Stillstand gibt es deshalb aber nicht – im Gegenteil: Die 100-Jährigen haben in ihrer Geschichte immer wieder gezeigt, dass sie den Takt vorgeben. Sie haben Industriestandards geprägt, ob im Blitzschutz, im Immobiliengeschäft oder bei der Automatisierung von Eintreibmaschinen für den Möbelbau. „Wir haben schon vor 30 Jahren Frauen als Zielgruppe entdeckt“, ist Handwerks- Großhändler Roßmar stolz. Und Tobias Fischer-Zernin, Vorstand und Hauptaktionär beim Spezialisten für Eintreibmaschinen BeA, betont: „Seit mehr als 25 Jahren treiben wir das Thema Automatisierung beständig voran.“
Die Kraft für radikalen Wandel?
Stolz zeigen sie ihre neuen Maschinen, State of the Art. In der Fertigung ist von Geschichte nichts zu spüren. Fast nichts: Manchmal steht verschämt in der Ecke doch noch eine Maschine, die schon mehrere Jahrzehnte auf dem Buckel hat. „Die tut bis heute gute Dienste, die brauchen wir für seltene Anwendungen.“ Innovation ist Teil der 100-Jährigen. Erneuerung verläuft aber meist in geregelten Bahnen, radikale Brüche waren in den vergangenen Jahren selten. Es ist eine Evolution, keine Revolution – die Eroberung vollkommen neuer Spielfelder scheuen die 100-Jährigen. Sie bleiben bewusst bei ihren Leisten, verbessern diese.

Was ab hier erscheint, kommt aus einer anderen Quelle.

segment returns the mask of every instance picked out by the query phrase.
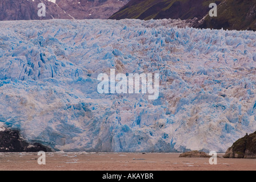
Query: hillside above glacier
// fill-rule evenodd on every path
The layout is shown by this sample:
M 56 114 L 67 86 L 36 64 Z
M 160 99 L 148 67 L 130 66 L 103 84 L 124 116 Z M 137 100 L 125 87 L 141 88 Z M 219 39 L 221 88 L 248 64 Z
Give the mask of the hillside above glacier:
M 0 22 L 0 123 L 65 151 L 225 152 L 256 130 L 256 33 L 170 19 Z M 159 73 L 159 96 L 99 94 Z

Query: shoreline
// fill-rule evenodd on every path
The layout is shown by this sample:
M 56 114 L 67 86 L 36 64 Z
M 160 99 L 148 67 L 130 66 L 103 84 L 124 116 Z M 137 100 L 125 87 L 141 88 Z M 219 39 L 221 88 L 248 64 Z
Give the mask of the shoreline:
M 179 158 L 181 153 L 46 152 L 39 165 L 37 152 L 0 152 L 0 171 L 255 171 L 256 160 Z

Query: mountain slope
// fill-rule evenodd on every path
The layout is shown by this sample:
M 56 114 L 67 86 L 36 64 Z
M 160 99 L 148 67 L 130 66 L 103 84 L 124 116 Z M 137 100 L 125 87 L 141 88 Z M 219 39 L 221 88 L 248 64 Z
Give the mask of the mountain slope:
M 0 0 L 0 20 L 50 19 L 107 19 L 129 0 Z M 55 2 L 55 3 L 54 3 Z M 45 17 L 39 17 L 37 7 L 43 2 Z
M 209 12 L 211 2 L 205 0 L 131 0 L 110 19 L 140 19 L 171 18 L 181 19 L 202 18 Z
M 226 0 L 218 6 L 218 16 L 207 15 L 201 28 L 256 30 L 256 0 Z
M 210 3 L 218 5 L 217 17 L 210 17 Z M 131 0 L 110 19 L 197 19 L 197 28 L 256 30 L 255 0 Z

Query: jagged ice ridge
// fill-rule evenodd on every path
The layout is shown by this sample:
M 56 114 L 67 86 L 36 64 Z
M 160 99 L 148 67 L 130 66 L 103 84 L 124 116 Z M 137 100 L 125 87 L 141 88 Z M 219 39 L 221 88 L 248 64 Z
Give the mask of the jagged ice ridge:
M 177 21 L 0 22 L 1 125 L 56 151 L 225 152 L 256 130 L 256 34 Z M 159 73 L 158 99 L 99 94 L 110 69 Z

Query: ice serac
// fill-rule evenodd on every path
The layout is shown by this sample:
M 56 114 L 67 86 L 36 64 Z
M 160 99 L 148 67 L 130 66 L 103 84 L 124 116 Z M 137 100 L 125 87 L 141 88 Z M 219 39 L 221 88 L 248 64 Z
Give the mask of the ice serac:
M 225 152 L 256 130 L 256 34 L 170 19 L 0 22 L 0 123 L 53 150 Z M 97 76 L 159 73 L 159 94 Z

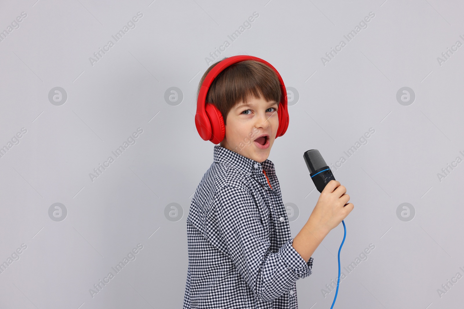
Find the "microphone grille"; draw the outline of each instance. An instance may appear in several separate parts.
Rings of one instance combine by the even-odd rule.
[[[308,169],[309,170],[310,173],[312,174],[315,171],[327,166],[321,153],[317,149],[311,149],[305,151],[303,154],[303,158],[306,163],[306,165],[308,166]]]

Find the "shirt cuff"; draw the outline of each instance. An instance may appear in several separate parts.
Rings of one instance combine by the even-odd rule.
[[[309,258],[307,263],[301,257],[295,248],[293,239],[289,240],[280,248],[282,259],[287,267],[291,270],[299,278],[304,278],[311,274],[313,267],[312,258]]]

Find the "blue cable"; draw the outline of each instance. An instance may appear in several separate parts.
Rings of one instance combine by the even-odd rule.
[[[345,242],[345,238],[347,236],[347,227],[345,226],[345,222],[342,220],[342,223],[343,224],[345,235],[343,235],[343,240],[342,241],[342,244],[340,245],[340,247],[338,249],[338,279],[337,280],[337,290],[335,292],[335,297],[334,298],[334,302],[332,303],[332,307],[330,307],[330,309],[332,309],[334,308],[334,305],[335,304],[335,300],[337,299],[337,294],[338,294],[338,285],[340,284],[340,250],[342,250],[342,246],[343,245],[343,243]]]

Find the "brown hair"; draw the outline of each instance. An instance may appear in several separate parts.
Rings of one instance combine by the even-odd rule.
[[[221,61],[227,57],[224,58]],[[205,77],[220,61],[212,64],[203,74],[197,91],[197,98]],[[257,99],[264,96],[268,101],[280,101],[282,95],[280,82],[272,69],[259,61],[244,60],[222,70],[213,81],[206,96],[206,101],[213,104],[222,114],[224,124],[229,111],[250,96]]]

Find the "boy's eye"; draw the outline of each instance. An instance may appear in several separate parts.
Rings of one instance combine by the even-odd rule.
[[[269,110],[270,109],[273,109],[274,110],[270,111]],[[247,112],[248,111],[251,111],[251,109],[247,109],[246,110],[244,110],[243,112],[242,112],[242,114],[245,113],[245,115],[249,115],[250,114],[249,113],[245,113],[245,112]],[[275,107],[269,107],[269,108],[268,108],[266,110],[266,111],[267,112],[268,112],[268,113],[273,113],[274,112],[277,112],[277,108],[276,108]]]

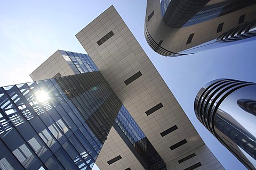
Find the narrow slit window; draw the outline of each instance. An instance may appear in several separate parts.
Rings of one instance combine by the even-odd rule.
[[[189,166],[188,168],[187,168],[186,169],[184,169],[184,170],[192,170],[192,169],[194,169],[196,168],[198,168],[198,167],[199,166],[202,166],[202,164],[201,163],[198,163],[195,165],[193,165],[191,166]]]
[[[164,137],[165,135],[167,135],[168,134],[169,134],[170,133],[175,131],[176,129],[178,129],[178,127],[177,125],[174,125],[173,126],[168,129],[167,130],[163,131],[163,132],[162,132],[161,133],[160,133],[160,134],[161,135],[161,136],[162,137]]]
[[[222,22],[219,24],[219,26],[218,26],[218,28],[217,28],[217,33],[222,31],[222,27],[223,24],[224,24],[224,22]]]
[[[114,36],[115,34],[114,33],[113,31],[111,31],[110,32],[108,32],[101,39],[100,39],[99,41],[97,41],[98,45],[100,46],[101,44],[104,43],[106,41],[107,41],[108,39],[110,38],[111,37]]]
[[[160,41],[159,41],[158,45],[161,46],[162,43],[163,43],[163,40],[160,40]]]
[[[139,71],[138,72],[135,73],[134,75],[132,75],[130,78],[124,81],[124,82],[125,83],[125,84],[127,86],[131,83],[132,82],[134,81],[135,80],[139,78],[140,76],[142,75],[142,74],[140,72],[140,71]]]
[[[191,155],[189,155],[189,156],[187,156],[187,157],[185,157],[185,158],[182,158],[180,160],[179,160],[178,162],[179,162],[179,164],[180,164],[180,163],[183,163],[183,162],[185,162],[187,160],[188,160],[188,159],[190,159],[190,158],[193,158],[195,156],[196,156],[196,154],[193,153],[193,154],[192,154]]]
[[[238,20],[238,24],[244,22],[244,18],[245,18],[245,14],[240,16]]]
[[[108,165],[110,165],[121,159],[122,159],[122,157],[120,155],[118,155],[116,157],[115,157],[113,159],[109,160],[109,161],[107,162],[107,163]]]
[[[153,10],[153,11],[151,13],[151,14],[148,16],[148,21],[149,21],[151,19],[152,16],[153,16],[154,11],[154,10]]]
[[[187,44],[190,44],[191,42],[192,42],[192,39],[193,38],[194,35],[195,33],[191,33],[189,35],[189,37],[188,37],[188,40],[187,41]]]
[[[154,106],[151,108],[150,108],[149,110],[146,111],[145,113],[147,114],[147,115],[149,115],[150,114],[153,113],[154,112],[156,112],[158,109],[160,109],[161,108],[164,107],[162,103],[160,103],[159,104]]]
[[[187,140],[183,139],[182,141],[181,141],[180,142],[179,142],[177,143],[174,144],[173,146],[170,147],[170,148],[171,149],[171,150],[174,150],[174,149],[177,148],[178,147],[180,147],[181,146],[183,145],[184,144],[185,144],[187,142],[188,142],[187,141]]]

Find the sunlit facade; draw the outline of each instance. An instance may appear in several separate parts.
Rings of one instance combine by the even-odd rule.
[[[92,168],[121,106],[99,71],[1,88],[1,169]]]
[[[256,169],[256,84],[212,81],[198,93],[199,121],[249,169]]]

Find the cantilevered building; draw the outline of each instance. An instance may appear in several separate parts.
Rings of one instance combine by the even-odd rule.
[[[148,0],[146,39],[165,56],[255,40],[254,0]]]
[[[217,79],[195,100],[198,120],[247,168],[256,168],[256,84]]]
[[[76,36],[0,89],[1,168],[223,169],[113,6]]]

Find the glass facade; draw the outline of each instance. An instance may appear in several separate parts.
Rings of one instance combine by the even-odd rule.
[[[81,73],[99,71],[88,54],[65,51]]]
[[[249,169],[256,168],[256,84],[213,80],[195,100],[201,123]]]
[[[121,106],[99,71],[0,88],[0,168],[91,169]]]
[[[122,106],[115,122],[147,164],[148,169],[166,169],[165,163],[124,105]]]

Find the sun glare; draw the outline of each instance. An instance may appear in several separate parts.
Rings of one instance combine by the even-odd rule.
[[[37,95],[37,99],[39,101],[43,103],[46,101],[49,98],[47,92],[44,91],[41,91]]]

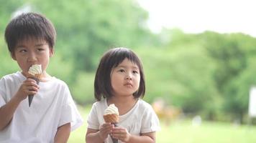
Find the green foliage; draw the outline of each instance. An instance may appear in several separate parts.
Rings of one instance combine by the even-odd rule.
[[[109,47],[136,46],[151,34],[143,26],[147,13],[130,0],[33,0],[31,5],[55,25],[56,46],[79,70],[93,71]]]
[[[206,32],[202,37],[216,65],[213,77],[223,96],[224,109],[243,122],[247,112],[249,90],[256,82],[253,78],[255,39],[241,34],[220,35],[213,32]]]
[[[6,24],[16,11],[29,8],[56,27],[55,54],[47,72],[65,81],[81,104],[94,102],[93,80],[100,57],[110,47],[126,46],[141,58],[146,78],[144,98],[162,98],[185,113],[208,119],[242,121],[249,90],[256,84],[255,38],[242,34],[180,29],[152,34],[147,14],[132,0],[0,0],[0,76],[19,70],[4,43]]]
[[[88,104],[95,102],[94,77],[94,73],[81,72],[77,75],[76,82],[70,88],[73,97],[78,104]]]

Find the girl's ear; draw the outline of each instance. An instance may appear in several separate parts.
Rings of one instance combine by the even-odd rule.
[[[50,48],[50,57],[52,57],[54,54],[54,49],[53,48]]]
[[[12,53],[11,53],[11,56],[12,56],[12,58],[14,60],[16,61],[16,56],[15,56],[14,52],[12,52]]]

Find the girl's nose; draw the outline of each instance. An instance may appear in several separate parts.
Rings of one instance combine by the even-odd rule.
[[[127,76],[126,77],[127,80],[132,80],[132,77],[130,75]]]
[[[30,62],[34,62],[37,61],[37,57],[35,54],[30,53],[28,57],[28,61]]]

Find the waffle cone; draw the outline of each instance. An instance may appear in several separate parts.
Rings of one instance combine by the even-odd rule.
[[[38,84],[40,82],[40,77],[41,77],[41,74],[36,74],[35,76],[29,74],[27,78],[30,78],[35,80],[35,82]],[[29,107],[30,107],[33,98],[34,98],[34,95],[29,95]]]
[[[119,122],[119,116],[116,114],[106,114],[103,117],[106,122],[118,123]]]

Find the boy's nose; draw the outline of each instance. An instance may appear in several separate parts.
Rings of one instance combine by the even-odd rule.
[[[29,57],[28,57],[28,61],[29,62],[33,62],[33,61],[37,61],[37,57],[36,57],[35,54],[33,53],[30,53],[29,55]]]

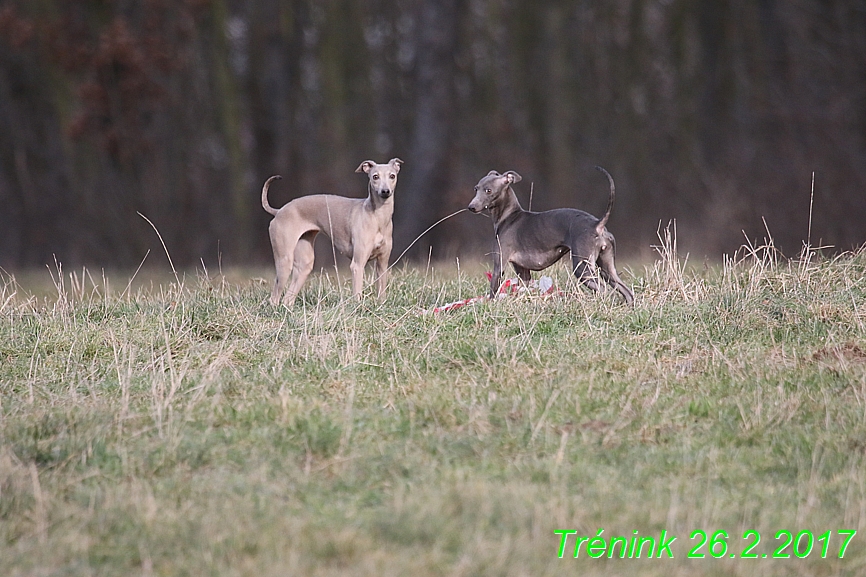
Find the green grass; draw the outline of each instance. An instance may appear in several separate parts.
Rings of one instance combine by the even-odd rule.
[[[203,273],[0,276],[0,574],[864,574],[837,531],[866,521],[866,253],[808,256],[668,244],[633,309],[558,267],[565,296],[439,315],[483,268],[360,304],[315,275],[291,310]],[[674,559],[560,559],[562,529]],[[695,530],[723,558],[686,559]],[[747,530],[829,553],[731,559]]]

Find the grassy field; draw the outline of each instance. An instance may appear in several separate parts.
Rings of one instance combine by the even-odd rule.
[[[563,267],[437,315],[484,269],[361,304],[331,271],[291,310],[2,274],[0,575],[866,574],[866,253],[660,252],[633,309]],[[602,529],[672,558],[574,558]]]

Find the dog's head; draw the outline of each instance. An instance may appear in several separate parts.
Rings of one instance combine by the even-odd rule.
[[[381,199],[390,198],[397,188],[397,174],[403,161],[392,158],[388,164],[376,164],[372,160],[365,160],[355,172],[366,172],[370,179],[370,191]]]
[[[491,170],[475,185],[475,198],[469,203],[469,210],[481,212],[491,206],[496,206],[505,196],[508,187],[521,180],[523,178],[513,170],[509,170],[505,174]]]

Das birgt aber auch Gefahren, weiß Werner Plumpe, Professor für Wirtschaftsgeschichte: „Viele Unternehmen haben es nicht überlebt, dass ihre Branche untergegangen ist. Nur die wenigsten haben es geschafft, sich neu zu erfinden und jetzt in ganz anderen Bereichen tätig zu sein.“
Wie gut sind die Jubilare darin, sich in solch einem Fall ganz neu aufzustellen? In der Vergangenheit haben sie das immer wieder geschafft: Der Eintriebgeräte-Spezialist BeA war einmal ein Kolonialwarenhändler, Höhn fing nach dem Zweiten Weltkrieg ohne sein umfangreiches Zeitungsgeschäft wieder an. Die nächsten 100 Jahre, die die Jubilare alle heute schon ins Visier nehmen, werden nicht einfacher. Alter schützt vor Untergang nicht, egal wie alt das Unternehmen schon ist. Das haben nicht nur Traditionshäuser wie Karstadt gespürt, sondern das wohl älteste Unternehmen der Welt, die japanische Kongo Gumi. 2006 wurde der Tempel- und Burgbauer wegen Überschuldung aufgelöst und in einen Konzern überführt. Es war das Ende nach 1.428 Jahren kontinuierlicher Betriebsgeschichte.